I remember some friends who were stirred not to belief but to interest. “Explain this to me,” they’d say. “Help me understand this.” But, in the end, those guys were hardened to the gospel, and as time went on, and as they asked more questions, they didn’t become more and more open to Christ but more and more closed to him.

This is what the gospel does. This is why the gospel of Jesus is dangerous. When we hear the gospel word, we are opened up to the Word of God. We’re subjected to God’s Word reading us. We sit underneath it, and for the moment of our hearing, it rules us. It does not save all, but all who hear it are put in their place. This is dangerous, because the proclamation of God’s Word goes only one way or another in the soul of a man, and one of those ways is the hardening of a man toward the grace of God.

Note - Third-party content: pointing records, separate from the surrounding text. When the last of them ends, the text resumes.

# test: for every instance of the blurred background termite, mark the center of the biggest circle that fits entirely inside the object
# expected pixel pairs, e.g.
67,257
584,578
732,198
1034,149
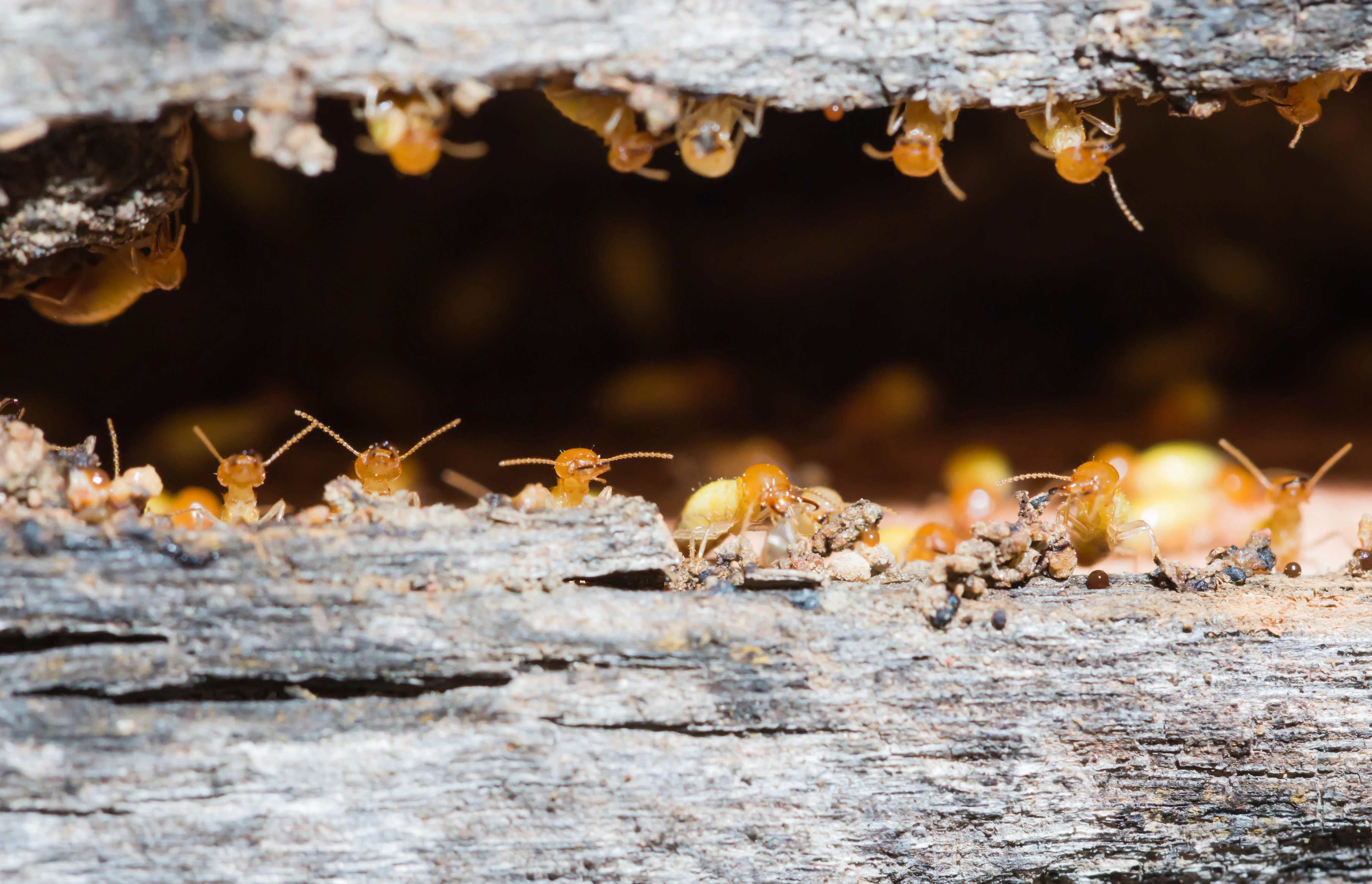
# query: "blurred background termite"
809,309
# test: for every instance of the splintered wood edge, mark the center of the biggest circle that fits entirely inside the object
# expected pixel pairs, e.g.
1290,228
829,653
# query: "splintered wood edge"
306,732
954,53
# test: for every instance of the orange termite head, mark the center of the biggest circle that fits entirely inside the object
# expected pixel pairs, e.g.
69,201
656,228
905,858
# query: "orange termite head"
1085,164
1289,489
770,487
381,463
709,149
929,541
1292,488
632,153
164,265
242,469
88,488
411,131
1093,477
918,158
581,463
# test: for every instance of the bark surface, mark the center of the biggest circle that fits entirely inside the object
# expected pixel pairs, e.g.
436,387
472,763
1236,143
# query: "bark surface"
76,58
285,714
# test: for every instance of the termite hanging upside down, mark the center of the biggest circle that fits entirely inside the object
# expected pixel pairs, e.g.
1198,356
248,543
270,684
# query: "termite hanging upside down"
611,117
1063,138
1301,103
379,466
1286,492
917,150
733,506
1094,511
242,473
710,134
409,130
575,469
103,292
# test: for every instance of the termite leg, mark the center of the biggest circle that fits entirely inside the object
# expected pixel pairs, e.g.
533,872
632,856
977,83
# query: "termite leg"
1135,529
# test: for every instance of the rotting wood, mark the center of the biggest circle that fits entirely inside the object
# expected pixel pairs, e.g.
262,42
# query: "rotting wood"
80,61
259,720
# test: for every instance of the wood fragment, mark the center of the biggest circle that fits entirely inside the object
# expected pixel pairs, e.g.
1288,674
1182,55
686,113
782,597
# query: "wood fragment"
301,716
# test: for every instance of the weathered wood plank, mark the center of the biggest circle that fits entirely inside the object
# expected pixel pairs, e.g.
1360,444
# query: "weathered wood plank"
610,735
76,58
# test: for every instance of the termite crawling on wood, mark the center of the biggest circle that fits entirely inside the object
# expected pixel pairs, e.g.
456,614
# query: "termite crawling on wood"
575,469
1288,492
1094,510
242,474
379,466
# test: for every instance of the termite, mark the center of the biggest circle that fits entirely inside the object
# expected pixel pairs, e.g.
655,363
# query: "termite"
379,466
710,134
1286,492
134,488
1094,510
733,506
929,541
917,150
575,469
102,292
242,473
1301,102
1063,138
611,119
409,130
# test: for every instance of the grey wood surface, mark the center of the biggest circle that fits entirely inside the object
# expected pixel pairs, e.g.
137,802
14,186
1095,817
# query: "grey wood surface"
76,58
274,718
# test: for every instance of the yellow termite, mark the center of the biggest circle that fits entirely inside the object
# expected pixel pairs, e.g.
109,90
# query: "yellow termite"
732,506
379,466
242,474
1288,492
917,150
577,469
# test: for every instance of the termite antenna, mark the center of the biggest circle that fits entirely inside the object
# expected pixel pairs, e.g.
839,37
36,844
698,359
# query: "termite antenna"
1115,189
665,456
1329,465
195,189
437,433
1248,465
953,189
464,484
326,429
290,443
114,444
208,444
1035,476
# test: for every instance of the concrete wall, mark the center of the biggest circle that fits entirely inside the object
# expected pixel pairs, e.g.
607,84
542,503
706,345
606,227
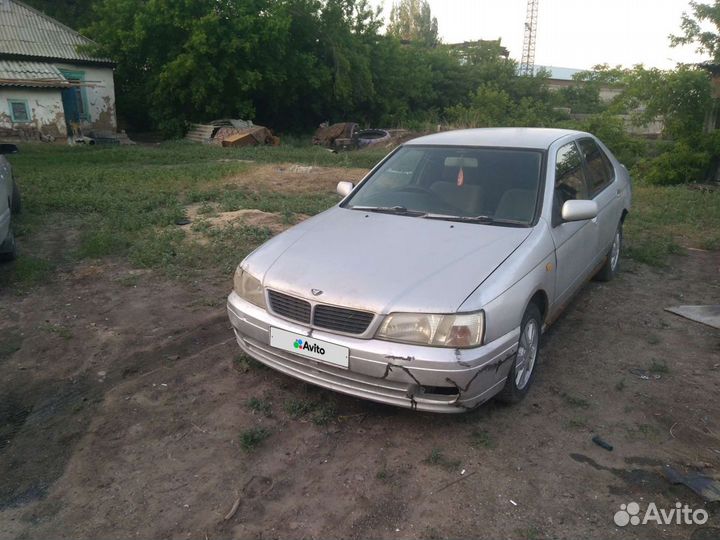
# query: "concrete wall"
46,113
47,120
100,92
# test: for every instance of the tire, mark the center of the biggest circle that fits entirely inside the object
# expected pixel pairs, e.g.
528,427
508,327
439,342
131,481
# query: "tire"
15,204
519,380
612,261
8,249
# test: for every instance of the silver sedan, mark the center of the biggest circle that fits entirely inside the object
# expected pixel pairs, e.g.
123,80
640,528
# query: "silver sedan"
428,286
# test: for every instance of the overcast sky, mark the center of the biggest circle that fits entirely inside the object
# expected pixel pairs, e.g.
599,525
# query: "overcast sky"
571,33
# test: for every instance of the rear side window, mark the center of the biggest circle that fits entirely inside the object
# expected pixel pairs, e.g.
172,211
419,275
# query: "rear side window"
598,166
569,176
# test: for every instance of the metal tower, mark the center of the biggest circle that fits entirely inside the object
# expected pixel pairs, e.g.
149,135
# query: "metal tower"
527,62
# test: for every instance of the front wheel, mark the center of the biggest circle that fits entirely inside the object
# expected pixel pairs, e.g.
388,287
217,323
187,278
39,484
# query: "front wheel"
8,249
522,374
612,262
15,203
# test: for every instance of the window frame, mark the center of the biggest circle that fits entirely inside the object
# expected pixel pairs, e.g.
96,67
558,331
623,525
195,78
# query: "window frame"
28,112
542,178
78,75
606,161
556,212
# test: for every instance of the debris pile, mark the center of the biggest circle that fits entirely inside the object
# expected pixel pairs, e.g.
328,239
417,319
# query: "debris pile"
231,132
347,136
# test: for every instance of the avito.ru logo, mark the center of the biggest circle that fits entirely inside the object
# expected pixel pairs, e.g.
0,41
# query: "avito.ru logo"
309,347
629,514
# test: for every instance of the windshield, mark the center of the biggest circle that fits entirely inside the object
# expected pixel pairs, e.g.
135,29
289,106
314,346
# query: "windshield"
482,184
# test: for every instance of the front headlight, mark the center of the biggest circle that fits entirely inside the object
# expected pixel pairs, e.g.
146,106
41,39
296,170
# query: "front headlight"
249,288
458,330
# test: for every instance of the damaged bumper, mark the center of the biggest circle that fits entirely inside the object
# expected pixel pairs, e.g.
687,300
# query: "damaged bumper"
423,378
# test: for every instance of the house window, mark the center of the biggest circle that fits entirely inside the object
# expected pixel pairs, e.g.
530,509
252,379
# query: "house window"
75,99
19,110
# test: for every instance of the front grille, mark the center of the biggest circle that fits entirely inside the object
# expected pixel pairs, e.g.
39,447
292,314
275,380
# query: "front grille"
290,307
349,321
345,320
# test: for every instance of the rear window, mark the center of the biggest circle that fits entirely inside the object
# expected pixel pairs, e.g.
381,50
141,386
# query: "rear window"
455,181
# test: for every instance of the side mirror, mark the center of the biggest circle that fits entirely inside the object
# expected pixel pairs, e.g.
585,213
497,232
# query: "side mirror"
7,148
344,188
576,210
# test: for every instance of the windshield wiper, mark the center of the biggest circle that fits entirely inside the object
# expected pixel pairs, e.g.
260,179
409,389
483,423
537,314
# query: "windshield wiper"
399,210
485,220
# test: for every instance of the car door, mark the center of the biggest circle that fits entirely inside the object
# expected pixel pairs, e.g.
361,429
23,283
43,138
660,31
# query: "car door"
575,241
604,191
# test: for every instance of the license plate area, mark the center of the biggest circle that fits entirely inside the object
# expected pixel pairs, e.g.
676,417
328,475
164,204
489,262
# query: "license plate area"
312,348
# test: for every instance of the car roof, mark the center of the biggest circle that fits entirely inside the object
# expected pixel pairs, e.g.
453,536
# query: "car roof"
496,137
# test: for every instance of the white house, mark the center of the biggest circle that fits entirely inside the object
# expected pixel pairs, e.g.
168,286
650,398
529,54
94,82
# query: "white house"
48,89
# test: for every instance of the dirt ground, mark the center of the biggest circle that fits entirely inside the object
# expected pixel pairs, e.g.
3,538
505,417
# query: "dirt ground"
123,401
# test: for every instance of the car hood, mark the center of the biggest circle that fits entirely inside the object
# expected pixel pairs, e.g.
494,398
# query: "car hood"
384,263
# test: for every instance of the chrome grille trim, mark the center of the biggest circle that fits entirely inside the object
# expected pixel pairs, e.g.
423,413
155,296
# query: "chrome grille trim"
325,316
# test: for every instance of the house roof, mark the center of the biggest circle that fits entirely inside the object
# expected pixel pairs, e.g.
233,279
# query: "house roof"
35,74
27,32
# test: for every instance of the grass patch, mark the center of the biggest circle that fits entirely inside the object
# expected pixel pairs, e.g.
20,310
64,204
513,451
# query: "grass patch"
575,401
57,329
438,458
26,270
298,408
124,201
251,438
659,367
480,438
321,413
260,406
245,364
10,343
576,423
664,219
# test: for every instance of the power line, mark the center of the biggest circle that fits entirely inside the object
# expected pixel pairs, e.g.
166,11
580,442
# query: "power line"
527,62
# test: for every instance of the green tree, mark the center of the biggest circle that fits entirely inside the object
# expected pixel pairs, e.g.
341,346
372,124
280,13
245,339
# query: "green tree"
691,25
411,20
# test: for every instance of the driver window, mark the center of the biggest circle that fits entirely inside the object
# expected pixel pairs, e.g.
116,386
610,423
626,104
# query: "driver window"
569,177
570,180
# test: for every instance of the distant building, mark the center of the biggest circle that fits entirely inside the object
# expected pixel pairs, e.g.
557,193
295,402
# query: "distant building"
561,77
48,89
471,51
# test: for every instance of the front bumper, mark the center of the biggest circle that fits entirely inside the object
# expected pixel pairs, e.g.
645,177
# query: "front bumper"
423,378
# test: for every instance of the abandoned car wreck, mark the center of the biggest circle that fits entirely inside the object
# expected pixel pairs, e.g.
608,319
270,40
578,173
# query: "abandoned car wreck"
50,90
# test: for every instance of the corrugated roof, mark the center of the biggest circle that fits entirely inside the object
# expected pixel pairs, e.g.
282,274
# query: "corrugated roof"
559,73
25,31
21,73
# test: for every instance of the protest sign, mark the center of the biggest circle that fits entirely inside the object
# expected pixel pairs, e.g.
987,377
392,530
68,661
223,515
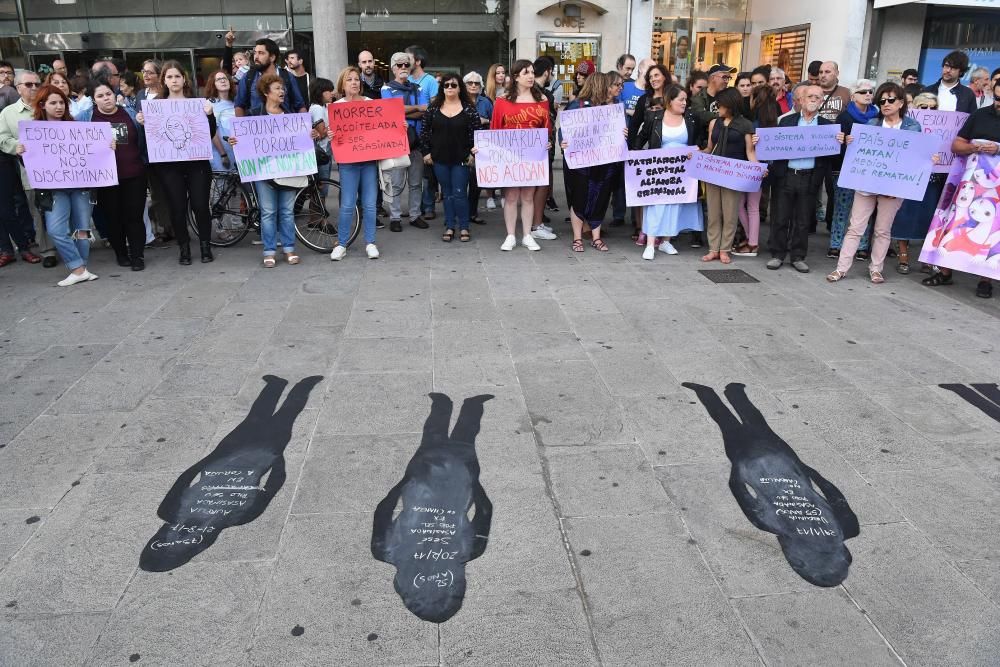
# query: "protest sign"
944,125
512,158
176,130
63,155
726,172
273,146
595,135
659,176
965,231
363,131
792,143
895,163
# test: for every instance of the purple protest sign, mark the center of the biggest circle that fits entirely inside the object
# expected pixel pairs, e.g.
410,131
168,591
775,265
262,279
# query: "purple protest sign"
881,161
63,154
512,158
273,146
596,135
176,130
659,176
792,143
944,125
739,175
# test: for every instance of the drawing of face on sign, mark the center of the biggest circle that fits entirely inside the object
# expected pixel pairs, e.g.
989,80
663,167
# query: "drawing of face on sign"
231,486
779,493
444,514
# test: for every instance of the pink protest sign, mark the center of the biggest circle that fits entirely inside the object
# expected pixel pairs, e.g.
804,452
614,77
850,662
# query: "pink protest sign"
176,130
67,154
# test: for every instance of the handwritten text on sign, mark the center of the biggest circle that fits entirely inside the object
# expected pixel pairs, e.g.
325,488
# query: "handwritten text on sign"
945,126
274,146
894,163
659,176
364,131
512,158
739,175
792,143
68,155
595,135
176,130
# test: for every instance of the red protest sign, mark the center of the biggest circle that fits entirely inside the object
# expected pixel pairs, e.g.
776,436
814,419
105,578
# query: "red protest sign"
372,130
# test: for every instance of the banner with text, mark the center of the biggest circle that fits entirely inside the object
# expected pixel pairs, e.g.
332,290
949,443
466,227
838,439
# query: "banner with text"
659,176
512,158
63,155
364,131
273,146
726,172
895,163
792,143
595,135
176,130
965,231
945,126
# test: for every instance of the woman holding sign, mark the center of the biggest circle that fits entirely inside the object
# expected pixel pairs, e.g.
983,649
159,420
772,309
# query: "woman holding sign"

This means, for instance, that nobody can really attend church as though it’s a hobby; to do so does not reveal partial belief but hardness. The religious, moralistic, churchgoing evangelical who has no real intention of seeking God and following him has not found some sweet spot between radical devotion and wanton sin; he’s found devastation. The moralism that passes for Christian faith today is a devastating hobby if you have no intention of submitting your life fully to God and chasing him in Christ.

It is an amazing thing, but this one message can reach both those who are near and those who are far (Eph. 2:17) and bring one person near and push another farther away. The same sun that hardens the clay melts the ice.

Jesus gives us some insight into this phenomenon in his parable of the sower in Matthew 13:1–8. The sower does not offer a different seed in all his scattering; he apparently doesn’t even adjust the way he scatters. He has one seed, and evidently he distributes it indiscriminately. He knows every soil needs this one seed to grow what only this one seed produces. The different responses to the seed are contingent upon the receptivity of the soil. The seed finds purchase in soft soil but does not in hard soil.

I think of the way the Word of God, which is “sharper than any two-edged sword” (Heb. 4:12), cuts into the soul of every man and woman. The Word is sharp; there’s no doubting that. But some souls it cuts to the quick, breaking open like freshly tilled soil; others it bruises, leaving marks scarred over. This is not because the sword is not sharp enough, or that God cannot cut to the quick any soul he wants. Our softness or hardness is subject to the good pleasure of God (Rom. 9:18). Nevertheless, the effect is such that the sharp word of the gospel cuts some open, and others it scars, further callousing them against its promise of life. There is no one in between.